They wanted me to grow up as a free man. That makes me very emotional when I think about that. They and my grandparents made some very hard decisions. My grandparents made the decision not to see me again when they said, “No, take him out of here, have him grow up free.”

So, I know what freedom means. Freedom is not a theory, freedom is a reality. It’s a way of life. It’s a mystery that’s revealed to the human condition as it ascends spiritually, so it cannot be discarded. Although I’m very proud to be American and I deeply love the U.S., and I’ve grown up in a country of possibilities, part of my soul is Cuban, deeply Cuban.

I cannot let go of that while the Cuban people are still enduring what they’re enduring. It’s a regime that is willing to destroy the Cuban nation and destroy the Cuban people in order to preserve a platform for the expansion of an evil ideology, which has caused so much harm across the world.

Mr. Jekielek:

How old were you when they sent you to the U.S.?

Mr. Gutierrez-Boronat:

I left my parents when I was five years old, and I got to the US when I was seven. We had to go from one country to another until finally making it to the U.S. And then, I was raised mostly in Miami. My degrees are in journalism and political science. I have a PhD in philosophy and international relations. I’ve pursued activism for a free Cuba since I was very young, in my teenage years. My calling was there from the beginning, a spiritual calling to serve the Cuban nation as best as I could.

I had a great childhood. But I grew more and more aware and I saw what my family had gone through, the pain they had endured, and the family members who had been executed by this regime. We have one cousin who was 21 years old, and he was executed. He was tried and executed within 24 hours.

I have another beloved cousin who spent 18 years in prison for his opposition to the regime as part of the Catholic Labor Youth. I can give you more and more examples. I have a great-uncle, who when he arrived at the farm he had built up and he had turned into a successful enterprise, it had been confiscated by the communists. He had a heart attack and collapsed right there and died.

I began to see these stories and I began to read Cuban history and see what had occurred, and what had happened. There was an intentional decision by Fidel Castro and his followers to destroy Cuban tradition, to destroy Cuban culture and civilization and build something new, build a horrible thing, a police state.

And more than a police state, they kept on saying they want to destroy the Cuban individual. Guevara said, “The Cuban individual, as he has existed up till now will cease to exist. We’re going to turn this into a collectivist culture, a culture of the masses where there’s no individuality.” They’ve done everything possible to do that, and it’s just grotesque what’s occurred.

Mr. Jekielek:

Initially, at least, it seems like in these revolutions they always say, “The dictatorship part is just temporary. We use that to foster change.”

Mr. Gutierrez-Boronat:

It’s a big lie. That’s another lie. An authoritarian regime is deeply different from a totalitarian. In an authoritarian regime, a branch of government takes over the functions of government for a limited period of time. Of course, there’s repression. I’m not justifying it, it’s wrong. But generally, authoritarian regimes don’t meddle with society, and society keeps on functioning.

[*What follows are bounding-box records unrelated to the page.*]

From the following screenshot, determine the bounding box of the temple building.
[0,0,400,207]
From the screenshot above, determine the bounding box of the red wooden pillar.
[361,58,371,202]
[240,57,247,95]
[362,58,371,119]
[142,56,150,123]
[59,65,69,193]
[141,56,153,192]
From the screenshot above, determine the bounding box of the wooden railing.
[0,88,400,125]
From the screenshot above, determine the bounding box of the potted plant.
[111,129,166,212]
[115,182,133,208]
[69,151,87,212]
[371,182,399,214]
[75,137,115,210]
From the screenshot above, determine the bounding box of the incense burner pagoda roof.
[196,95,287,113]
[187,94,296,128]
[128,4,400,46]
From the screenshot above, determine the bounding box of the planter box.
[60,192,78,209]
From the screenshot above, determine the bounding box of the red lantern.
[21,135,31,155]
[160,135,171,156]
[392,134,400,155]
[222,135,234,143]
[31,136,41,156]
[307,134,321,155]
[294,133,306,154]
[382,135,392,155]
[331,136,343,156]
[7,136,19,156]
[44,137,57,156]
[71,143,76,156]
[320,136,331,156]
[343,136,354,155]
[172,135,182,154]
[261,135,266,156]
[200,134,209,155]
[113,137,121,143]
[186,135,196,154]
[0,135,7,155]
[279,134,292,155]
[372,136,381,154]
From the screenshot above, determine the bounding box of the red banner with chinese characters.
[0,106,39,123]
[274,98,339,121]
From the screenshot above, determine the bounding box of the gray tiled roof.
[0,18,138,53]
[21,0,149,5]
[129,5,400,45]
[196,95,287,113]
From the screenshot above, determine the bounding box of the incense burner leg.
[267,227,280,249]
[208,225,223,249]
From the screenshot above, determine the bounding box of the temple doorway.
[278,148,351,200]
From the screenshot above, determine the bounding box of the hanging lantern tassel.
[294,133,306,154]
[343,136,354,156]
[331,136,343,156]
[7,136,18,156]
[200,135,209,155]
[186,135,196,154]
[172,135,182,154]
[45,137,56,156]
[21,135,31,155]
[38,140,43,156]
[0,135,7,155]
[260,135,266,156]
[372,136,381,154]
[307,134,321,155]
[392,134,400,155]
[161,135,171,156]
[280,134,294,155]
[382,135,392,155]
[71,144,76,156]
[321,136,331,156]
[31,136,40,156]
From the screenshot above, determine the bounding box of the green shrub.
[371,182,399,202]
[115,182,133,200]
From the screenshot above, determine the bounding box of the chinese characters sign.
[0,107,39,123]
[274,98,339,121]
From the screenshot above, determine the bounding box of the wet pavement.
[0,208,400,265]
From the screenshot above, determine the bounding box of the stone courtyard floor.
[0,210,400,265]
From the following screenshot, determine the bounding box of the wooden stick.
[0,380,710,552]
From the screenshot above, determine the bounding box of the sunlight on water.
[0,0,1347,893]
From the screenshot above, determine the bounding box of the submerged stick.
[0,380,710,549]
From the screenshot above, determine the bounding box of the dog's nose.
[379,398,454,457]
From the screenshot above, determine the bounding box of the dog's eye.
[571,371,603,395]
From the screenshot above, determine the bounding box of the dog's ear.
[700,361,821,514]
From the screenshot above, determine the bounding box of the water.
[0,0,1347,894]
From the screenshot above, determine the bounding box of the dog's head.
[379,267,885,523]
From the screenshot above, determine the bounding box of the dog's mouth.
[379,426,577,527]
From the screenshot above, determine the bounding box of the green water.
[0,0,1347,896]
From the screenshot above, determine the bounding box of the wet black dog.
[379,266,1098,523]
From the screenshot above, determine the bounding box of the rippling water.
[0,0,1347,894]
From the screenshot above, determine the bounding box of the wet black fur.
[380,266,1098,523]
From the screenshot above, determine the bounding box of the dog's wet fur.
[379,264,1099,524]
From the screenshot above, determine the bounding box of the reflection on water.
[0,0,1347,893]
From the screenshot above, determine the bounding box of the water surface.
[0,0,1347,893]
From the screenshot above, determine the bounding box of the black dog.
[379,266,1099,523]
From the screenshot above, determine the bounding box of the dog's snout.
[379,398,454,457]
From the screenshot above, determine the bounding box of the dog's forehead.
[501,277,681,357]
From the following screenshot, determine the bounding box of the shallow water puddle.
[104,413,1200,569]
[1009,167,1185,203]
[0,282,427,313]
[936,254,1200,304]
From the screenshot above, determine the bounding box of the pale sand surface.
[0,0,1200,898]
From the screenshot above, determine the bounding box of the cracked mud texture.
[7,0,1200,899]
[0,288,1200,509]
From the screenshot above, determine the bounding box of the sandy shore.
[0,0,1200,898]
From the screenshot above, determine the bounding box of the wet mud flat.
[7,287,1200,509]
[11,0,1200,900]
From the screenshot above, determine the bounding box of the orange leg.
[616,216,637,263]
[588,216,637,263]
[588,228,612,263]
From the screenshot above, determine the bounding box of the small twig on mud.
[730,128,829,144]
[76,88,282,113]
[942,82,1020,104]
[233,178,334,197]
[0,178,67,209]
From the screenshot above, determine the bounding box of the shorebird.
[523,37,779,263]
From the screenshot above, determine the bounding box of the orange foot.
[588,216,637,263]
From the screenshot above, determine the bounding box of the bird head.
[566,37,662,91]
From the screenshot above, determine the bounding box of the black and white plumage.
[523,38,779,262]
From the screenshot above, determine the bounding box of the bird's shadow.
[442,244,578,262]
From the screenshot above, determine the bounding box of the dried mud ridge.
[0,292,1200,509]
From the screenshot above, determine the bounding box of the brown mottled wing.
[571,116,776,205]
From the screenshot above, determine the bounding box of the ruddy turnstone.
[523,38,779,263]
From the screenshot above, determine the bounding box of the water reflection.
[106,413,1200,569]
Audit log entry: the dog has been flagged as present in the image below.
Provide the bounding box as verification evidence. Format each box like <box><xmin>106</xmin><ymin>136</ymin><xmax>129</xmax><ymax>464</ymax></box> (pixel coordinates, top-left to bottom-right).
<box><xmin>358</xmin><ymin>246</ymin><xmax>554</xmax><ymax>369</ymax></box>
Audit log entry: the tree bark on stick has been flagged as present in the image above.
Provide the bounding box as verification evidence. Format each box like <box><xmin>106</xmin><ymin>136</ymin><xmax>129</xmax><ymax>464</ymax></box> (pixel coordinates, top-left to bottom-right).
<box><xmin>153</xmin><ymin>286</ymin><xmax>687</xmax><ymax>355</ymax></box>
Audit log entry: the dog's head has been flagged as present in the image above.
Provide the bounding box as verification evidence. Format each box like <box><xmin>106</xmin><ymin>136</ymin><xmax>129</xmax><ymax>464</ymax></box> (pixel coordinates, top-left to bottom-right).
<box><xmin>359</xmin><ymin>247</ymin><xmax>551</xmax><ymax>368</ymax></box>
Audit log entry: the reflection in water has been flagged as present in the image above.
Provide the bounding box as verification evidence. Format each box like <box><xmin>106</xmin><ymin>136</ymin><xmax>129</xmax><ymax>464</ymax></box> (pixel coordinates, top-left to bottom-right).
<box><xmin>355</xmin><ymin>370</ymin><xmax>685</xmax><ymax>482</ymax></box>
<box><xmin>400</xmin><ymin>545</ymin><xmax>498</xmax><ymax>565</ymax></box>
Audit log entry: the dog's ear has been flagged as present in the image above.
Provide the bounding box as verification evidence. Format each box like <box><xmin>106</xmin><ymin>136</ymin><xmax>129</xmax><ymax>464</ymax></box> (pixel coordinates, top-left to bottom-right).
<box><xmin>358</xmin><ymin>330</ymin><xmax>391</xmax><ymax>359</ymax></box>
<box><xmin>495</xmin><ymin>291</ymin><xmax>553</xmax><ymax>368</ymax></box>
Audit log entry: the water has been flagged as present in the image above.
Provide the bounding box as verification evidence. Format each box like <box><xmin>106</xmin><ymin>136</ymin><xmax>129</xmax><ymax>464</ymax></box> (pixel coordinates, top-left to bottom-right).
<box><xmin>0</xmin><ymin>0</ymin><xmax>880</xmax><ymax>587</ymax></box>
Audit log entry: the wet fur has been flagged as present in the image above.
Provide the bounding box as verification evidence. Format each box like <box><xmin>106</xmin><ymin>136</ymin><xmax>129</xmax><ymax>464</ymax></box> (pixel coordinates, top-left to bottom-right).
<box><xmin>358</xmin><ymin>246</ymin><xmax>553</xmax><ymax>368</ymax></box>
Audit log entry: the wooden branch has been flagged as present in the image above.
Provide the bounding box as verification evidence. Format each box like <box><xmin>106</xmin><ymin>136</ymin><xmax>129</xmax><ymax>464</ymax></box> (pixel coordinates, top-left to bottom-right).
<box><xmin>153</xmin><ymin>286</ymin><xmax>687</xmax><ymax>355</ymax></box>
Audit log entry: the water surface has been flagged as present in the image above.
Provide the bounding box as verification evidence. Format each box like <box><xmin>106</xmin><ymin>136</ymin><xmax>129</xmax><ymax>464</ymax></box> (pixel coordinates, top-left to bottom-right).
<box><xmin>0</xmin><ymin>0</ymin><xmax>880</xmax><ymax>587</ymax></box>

A totalitarian regime is something very different. That’s where a leader or family takes over a party, the party controls the government, controls the military, and they seek to destroy society and any free agency within society. They seek to absorb society.

And they’re willing to do whatever it takes; murder, slaughter, massacres, and incarceration on a mass scale in order to destroy the free will society and create a lobotomized population that does whatever the state wants. It’s metaphysical—it’s an attempt to destroy free will within individuals. I’ve seen nothing more diabolical than that.

Mr. Jekielek:

That’s very interesting. The population is somehow involved in the actions of the repressed, and history almost supports it. And there’s a decided effort to create or foster that portion of the population by the system to help perpetuate it.

Mr. Gutierrez-Boronat:

Once the masses emerge as a political unit, then the individual is in grave danger. By mid-1959, in the last free surveys that were carried out by the remaining independent press in Cuba, just a few months after Castro taking power, already a good portion of the Cuban people, up to 40 per cent, were saying, “Hey, when are the elections going to happen?” Castro had promised elections in 18 months, and that never occurred.

But at the same time, by mid-1959, Castro was saying, “We will always be the majority.” What he meant by that was that they knew there were scientific ways, there was a method to create a permanent mob of people who would do whatever the regime wanted, who would surrender their moral decision-making to the state, and were willing to do whatever was required of them, because they liked the comfort of totalitarianism.

Freedom is very difficult. Liberty demands a great deal of decision-making, responsibility, and being aware of consequences. It means taking hold of your life and ascending spiritually. It’s very, very difficult to live in freedom, and totalitarianism promises a release from all that.

“You don’t have to think anymore, Fidel Castro will do all the thinking for you.” This was something you could read in the Cuban press starting in the early ’60s, “Fidel will think for us.” No, that went against everything Cubans had ever fought for, the ability to decide on your own, like Jose Marti, our great national philosopher and hero. Everything he did was about, “Cubans must decide on their own.”

“There’s a moral structure to the universe, and if you join that moral structure to your free will, then you will be free, with a type of freedom which is unmatched in any material terms.” That’s the promise of the Cuban nation. This guy went against all that. Fidel Castro and Guevara wanted to destroy that, but they ran into something they didn’t expect—an unrelenting resistance from Cubans, 63 years of resistance. We haven’t given up because this is transcendent.

Mr. Jekielek:

It’s astounding for me to hear that in the propaganda press in Cuba that they were saying, “Fidel will think for us.” I got shivers as you said this because another characteristic of these communist or neo-Marxist ideologies is they’re very out in the open about what their intentions are in a lot of ways. But some of us don’t want to look at that.

Mr. Gutierrez-Boronat:

Exactly. Exactly.

Mr. Jekielek:

What do you think?

Mr. Gutierrez-Boronat:

No, it’s there. Once you really read what they were saying, they were clearly saying what they wanted to say. People perhaps want to listen to something else or they want to construe the words in a different fashion, but totalitarians say what they’re going to say, because it’s a huge enterprise they’re carrying out and they need to give clear instructions to their followers. There’s something totalitarianism offers, which a lot of people deeply enjoy. I won’t say a lot of people, but some people. It takes away all control you have over your own life, but it gives you incredible power over the life of your neighbor.

You can’t rule your own life. You’ve lost free will within your society, but you can destroy somebody else’s life or you can improve somebody else’s life. That ability to lord over somebody else or to have power over somebody else, for some people is a great substitute for freedom. That can be reinforced through diverse psychological means through mass media. Castro used television, which Cuba had a lot of. Cuba was one of the countries in Latin America that had the greatest access to TV in the late ’50s, and he used television very ably.

Once you used mass media, there was no private education, and all education was controlled by the regime. Once you control everything being printed, once you control leaving and entering the country, then people become enclosed within a very, very narrow tunnel where very little information gets in.

And unless you have very strong convictions and you’re very firm in your beliefs and your faith and you understand history, you can get trapped in that mindset. Many have broken with it. There is a way of breaking through it, but it’s not difficult. It’s a limiting of the spiritual ascension of you as an individual and of your society.